I'm noticing my code repo is warning me that using withColumn in a for/while loop is an antipattern. Why is this not recommended? Isn't this a normal use of the PySpark API?
We've noticed in practice that using withColumn
inside a for/while loop leads to poor query planning performance as discussed over here. This is not obvious when writing code for the first time in Foundry, so we've built a feature to warn you about this behavior.

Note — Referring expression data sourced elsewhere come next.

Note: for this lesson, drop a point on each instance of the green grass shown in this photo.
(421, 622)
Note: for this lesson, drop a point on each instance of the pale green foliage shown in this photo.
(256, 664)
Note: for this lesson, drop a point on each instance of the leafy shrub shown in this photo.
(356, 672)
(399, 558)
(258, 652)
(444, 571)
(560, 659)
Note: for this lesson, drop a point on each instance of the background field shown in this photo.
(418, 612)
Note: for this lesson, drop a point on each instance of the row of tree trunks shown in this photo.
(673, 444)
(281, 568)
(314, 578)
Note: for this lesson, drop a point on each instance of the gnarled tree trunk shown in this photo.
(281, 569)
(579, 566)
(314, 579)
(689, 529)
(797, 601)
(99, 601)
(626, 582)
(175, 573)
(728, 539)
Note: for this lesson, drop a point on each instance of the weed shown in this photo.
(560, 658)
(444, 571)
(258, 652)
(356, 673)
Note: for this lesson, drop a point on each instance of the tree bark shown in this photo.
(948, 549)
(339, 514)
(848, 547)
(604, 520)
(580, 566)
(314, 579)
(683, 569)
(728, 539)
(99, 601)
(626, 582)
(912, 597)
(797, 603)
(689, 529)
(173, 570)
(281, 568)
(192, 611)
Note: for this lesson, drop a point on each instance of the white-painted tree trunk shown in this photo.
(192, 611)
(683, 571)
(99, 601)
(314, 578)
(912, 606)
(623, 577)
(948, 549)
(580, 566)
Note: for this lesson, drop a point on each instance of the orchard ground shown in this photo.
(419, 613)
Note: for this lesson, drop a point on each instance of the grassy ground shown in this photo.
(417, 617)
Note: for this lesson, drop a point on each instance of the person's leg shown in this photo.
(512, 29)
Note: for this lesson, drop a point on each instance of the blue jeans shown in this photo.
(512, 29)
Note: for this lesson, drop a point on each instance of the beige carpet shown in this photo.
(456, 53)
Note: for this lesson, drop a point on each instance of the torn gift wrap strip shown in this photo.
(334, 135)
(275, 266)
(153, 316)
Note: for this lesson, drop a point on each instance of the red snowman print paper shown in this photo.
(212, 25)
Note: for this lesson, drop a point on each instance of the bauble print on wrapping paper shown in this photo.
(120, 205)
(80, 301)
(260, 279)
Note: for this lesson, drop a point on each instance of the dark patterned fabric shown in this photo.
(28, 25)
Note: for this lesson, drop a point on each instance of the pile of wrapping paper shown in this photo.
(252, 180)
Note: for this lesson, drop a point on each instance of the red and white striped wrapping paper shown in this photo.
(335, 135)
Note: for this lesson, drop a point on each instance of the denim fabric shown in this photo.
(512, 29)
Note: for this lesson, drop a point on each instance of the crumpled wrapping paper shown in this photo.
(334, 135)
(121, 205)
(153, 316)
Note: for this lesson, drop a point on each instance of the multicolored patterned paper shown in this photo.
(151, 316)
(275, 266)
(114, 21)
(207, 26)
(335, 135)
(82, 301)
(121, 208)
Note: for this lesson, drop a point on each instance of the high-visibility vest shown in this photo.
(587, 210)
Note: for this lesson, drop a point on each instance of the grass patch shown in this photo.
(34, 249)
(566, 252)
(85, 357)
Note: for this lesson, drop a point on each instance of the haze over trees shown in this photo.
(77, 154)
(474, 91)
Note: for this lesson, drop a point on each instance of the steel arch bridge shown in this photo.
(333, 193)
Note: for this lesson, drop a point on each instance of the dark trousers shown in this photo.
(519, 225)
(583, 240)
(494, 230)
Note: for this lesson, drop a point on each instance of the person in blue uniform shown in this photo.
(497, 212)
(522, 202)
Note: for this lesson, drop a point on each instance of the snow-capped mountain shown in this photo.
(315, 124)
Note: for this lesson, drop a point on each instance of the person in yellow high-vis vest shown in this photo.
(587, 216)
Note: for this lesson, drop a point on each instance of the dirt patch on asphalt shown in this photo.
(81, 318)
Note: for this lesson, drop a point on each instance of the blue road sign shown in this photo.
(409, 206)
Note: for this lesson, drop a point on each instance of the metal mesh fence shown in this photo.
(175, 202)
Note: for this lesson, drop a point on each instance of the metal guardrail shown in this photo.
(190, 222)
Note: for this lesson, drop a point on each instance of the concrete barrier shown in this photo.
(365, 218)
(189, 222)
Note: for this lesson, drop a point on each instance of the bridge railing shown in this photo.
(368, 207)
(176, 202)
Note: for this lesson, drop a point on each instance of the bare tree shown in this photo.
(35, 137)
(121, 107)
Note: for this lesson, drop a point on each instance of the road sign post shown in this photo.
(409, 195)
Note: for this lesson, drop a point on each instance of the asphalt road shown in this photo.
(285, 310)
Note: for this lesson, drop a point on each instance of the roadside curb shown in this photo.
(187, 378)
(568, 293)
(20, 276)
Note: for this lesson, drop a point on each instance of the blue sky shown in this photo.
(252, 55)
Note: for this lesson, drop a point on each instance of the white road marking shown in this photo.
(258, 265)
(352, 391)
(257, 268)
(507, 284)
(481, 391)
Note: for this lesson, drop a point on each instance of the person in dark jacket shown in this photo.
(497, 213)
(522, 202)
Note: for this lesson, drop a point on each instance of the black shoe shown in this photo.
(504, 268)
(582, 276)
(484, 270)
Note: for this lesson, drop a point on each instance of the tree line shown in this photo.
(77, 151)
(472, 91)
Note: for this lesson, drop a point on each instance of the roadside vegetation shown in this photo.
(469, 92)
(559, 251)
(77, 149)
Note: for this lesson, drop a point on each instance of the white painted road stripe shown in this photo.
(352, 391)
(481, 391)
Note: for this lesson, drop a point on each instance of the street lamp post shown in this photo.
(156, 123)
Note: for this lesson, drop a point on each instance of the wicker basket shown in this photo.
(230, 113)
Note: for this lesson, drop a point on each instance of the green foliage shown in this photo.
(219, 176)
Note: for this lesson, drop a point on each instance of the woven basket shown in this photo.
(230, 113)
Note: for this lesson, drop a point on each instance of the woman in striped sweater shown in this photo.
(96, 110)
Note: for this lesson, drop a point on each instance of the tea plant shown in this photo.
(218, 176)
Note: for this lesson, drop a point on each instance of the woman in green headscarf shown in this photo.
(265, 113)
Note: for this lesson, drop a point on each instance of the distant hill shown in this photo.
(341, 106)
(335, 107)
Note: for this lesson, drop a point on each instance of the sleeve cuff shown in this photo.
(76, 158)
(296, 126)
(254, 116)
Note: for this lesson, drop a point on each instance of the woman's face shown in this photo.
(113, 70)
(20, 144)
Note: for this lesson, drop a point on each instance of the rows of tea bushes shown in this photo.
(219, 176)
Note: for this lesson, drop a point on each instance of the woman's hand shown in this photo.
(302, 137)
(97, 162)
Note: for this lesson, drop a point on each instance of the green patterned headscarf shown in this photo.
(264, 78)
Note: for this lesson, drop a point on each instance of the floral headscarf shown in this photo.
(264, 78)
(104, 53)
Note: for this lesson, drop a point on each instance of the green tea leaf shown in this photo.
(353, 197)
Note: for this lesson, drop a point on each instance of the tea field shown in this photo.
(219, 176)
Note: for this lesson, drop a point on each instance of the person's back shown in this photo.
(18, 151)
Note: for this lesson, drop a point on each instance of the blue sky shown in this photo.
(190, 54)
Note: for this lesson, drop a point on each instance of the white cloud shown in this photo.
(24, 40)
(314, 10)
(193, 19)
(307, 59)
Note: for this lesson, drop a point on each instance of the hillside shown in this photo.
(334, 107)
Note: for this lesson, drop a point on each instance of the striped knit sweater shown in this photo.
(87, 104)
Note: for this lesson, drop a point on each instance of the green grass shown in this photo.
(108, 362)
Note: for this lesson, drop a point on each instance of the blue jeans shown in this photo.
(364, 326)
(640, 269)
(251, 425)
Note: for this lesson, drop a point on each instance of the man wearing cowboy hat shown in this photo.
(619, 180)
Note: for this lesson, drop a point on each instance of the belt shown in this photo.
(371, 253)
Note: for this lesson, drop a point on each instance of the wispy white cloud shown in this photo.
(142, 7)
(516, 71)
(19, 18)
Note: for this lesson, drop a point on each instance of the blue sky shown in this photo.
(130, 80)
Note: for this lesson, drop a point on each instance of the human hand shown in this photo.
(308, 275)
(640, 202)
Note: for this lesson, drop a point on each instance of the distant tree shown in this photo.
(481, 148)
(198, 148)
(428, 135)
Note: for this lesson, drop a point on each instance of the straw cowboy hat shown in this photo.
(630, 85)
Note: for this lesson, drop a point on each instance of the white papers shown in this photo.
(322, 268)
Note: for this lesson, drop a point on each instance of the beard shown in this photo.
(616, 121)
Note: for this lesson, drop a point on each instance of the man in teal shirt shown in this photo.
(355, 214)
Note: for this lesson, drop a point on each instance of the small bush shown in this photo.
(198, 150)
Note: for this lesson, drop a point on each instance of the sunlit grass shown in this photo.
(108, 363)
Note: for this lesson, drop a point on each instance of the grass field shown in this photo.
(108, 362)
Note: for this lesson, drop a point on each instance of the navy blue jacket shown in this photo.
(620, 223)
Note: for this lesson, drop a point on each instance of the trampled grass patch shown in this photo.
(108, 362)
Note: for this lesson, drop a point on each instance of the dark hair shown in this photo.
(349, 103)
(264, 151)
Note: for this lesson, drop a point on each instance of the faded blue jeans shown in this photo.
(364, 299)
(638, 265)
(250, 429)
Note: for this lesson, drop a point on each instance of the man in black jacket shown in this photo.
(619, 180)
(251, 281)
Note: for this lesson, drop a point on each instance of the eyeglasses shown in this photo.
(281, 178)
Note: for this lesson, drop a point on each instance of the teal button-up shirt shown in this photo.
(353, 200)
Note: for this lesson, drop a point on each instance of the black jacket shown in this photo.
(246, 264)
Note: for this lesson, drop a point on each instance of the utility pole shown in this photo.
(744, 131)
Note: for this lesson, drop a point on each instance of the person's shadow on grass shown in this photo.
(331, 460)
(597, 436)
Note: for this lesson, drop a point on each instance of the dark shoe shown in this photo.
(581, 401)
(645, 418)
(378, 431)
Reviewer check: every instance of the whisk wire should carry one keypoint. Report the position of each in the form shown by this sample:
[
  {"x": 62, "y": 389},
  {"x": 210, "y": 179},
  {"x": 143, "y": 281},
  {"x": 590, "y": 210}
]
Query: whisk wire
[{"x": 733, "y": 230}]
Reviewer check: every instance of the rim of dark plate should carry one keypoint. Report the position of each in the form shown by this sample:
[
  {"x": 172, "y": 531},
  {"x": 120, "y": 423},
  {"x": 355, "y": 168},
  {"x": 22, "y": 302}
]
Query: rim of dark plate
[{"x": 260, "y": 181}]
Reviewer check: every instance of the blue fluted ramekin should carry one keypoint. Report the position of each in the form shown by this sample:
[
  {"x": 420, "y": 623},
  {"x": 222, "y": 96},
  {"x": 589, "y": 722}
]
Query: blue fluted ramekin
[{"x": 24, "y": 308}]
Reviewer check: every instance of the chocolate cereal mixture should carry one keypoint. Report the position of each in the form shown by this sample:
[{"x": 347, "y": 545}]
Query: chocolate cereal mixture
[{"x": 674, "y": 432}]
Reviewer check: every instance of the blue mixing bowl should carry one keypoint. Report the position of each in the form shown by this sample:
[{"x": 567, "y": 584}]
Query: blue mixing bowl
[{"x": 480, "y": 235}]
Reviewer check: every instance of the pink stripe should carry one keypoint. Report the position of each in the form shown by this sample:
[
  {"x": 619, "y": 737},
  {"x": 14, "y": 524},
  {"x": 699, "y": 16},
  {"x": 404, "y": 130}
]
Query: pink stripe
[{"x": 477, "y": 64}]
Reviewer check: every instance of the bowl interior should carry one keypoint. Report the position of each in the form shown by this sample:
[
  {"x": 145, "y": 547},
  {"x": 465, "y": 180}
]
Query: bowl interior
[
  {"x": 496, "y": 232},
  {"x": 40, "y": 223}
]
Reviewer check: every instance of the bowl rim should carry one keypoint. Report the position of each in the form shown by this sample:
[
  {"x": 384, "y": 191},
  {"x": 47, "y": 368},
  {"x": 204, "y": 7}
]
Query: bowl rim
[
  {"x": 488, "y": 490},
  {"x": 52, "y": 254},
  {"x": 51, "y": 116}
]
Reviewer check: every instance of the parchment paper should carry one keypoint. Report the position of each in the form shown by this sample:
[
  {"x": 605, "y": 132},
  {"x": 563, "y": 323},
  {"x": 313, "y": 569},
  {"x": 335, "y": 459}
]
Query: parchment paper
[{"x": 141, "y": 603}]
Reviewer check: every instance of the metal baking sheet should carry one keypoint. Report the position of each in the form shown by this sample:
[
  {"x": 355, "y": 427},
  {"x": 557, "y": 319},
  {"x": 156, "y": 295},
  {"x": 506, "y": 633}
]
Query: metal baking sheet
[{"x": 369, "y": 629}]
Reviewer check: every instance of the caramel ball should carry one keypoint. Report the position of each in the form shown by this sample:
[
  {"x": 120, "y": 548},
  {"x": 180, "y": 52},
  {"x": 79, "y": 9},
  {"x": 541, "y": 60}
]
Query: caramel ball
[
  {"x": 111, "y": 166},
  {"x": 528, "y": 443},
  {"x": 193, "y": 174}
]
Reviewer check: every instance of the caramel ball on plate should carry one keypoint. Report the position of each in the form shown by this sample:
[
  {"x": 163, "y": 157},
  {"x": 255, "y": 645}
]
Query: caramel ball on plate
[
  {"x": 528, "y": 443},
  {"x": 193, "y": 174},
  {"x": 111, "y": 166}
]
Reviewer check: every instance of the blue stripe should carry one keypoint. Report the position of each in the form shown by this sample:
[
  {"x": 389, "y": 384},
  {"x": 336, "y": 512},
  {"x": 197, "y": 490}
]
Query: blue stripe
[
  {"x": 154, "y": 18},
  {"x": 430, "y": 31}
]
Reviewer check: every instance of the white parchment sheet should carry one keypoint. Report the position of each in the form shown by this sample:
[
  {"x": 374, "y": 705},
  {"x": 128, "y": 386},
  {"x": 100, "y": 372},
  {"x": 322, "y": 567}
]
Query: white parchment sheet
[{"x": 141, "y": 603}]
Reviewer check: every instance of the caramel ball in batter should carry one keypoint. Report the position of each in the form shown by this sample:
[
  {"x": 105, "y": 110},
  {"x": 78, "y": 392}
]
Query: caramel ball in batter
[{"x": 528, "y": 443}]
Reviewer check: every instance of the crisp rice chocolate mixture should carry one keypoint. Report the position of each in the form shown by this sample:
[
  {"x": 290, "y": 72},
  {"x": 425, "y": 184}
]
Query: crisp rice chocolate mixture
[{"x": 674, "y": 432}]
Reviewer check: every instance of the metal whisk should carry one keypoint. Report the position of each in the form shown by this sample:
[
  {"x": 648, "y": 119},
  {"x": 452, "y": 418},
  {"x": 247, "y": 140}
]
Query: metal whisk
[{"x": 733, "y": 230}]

We'd recommend you follow the Scala docs recommendation:
withColumn(colName: String, col: Column): DataFrame
Returns a new Dataset by adding a column or replacing the existing column that has the same name.
Since
2.0.0
Note
this method introduces a projection internally. Therefore, calling it multiple times, for instance, via loops in order to add multiple columns can generate big plans which can cause performance issues and even StackOverflowException. To avoid this, use select with the multiple columns at once.
i.e.
my_other_columns = [...]
df = df.select(
*[col_name for col_name in df.columns if col_name not in my_other_columns],
*[F.col(col_name).alias(col_name + "_suffix") for col_name in my_other_columns]
)
is vastly preferred over
my_other_columns = [...]
for col_name in my_other_columns:
df = df.withColumn(
col_name + "_suffix",
F.col(col_name)
)
While this may technically be a normal use of the PySpark API, it will result in poor query planning performance if withColumn is called too many times in your job, so we'd prefer you avoid this problem entirely.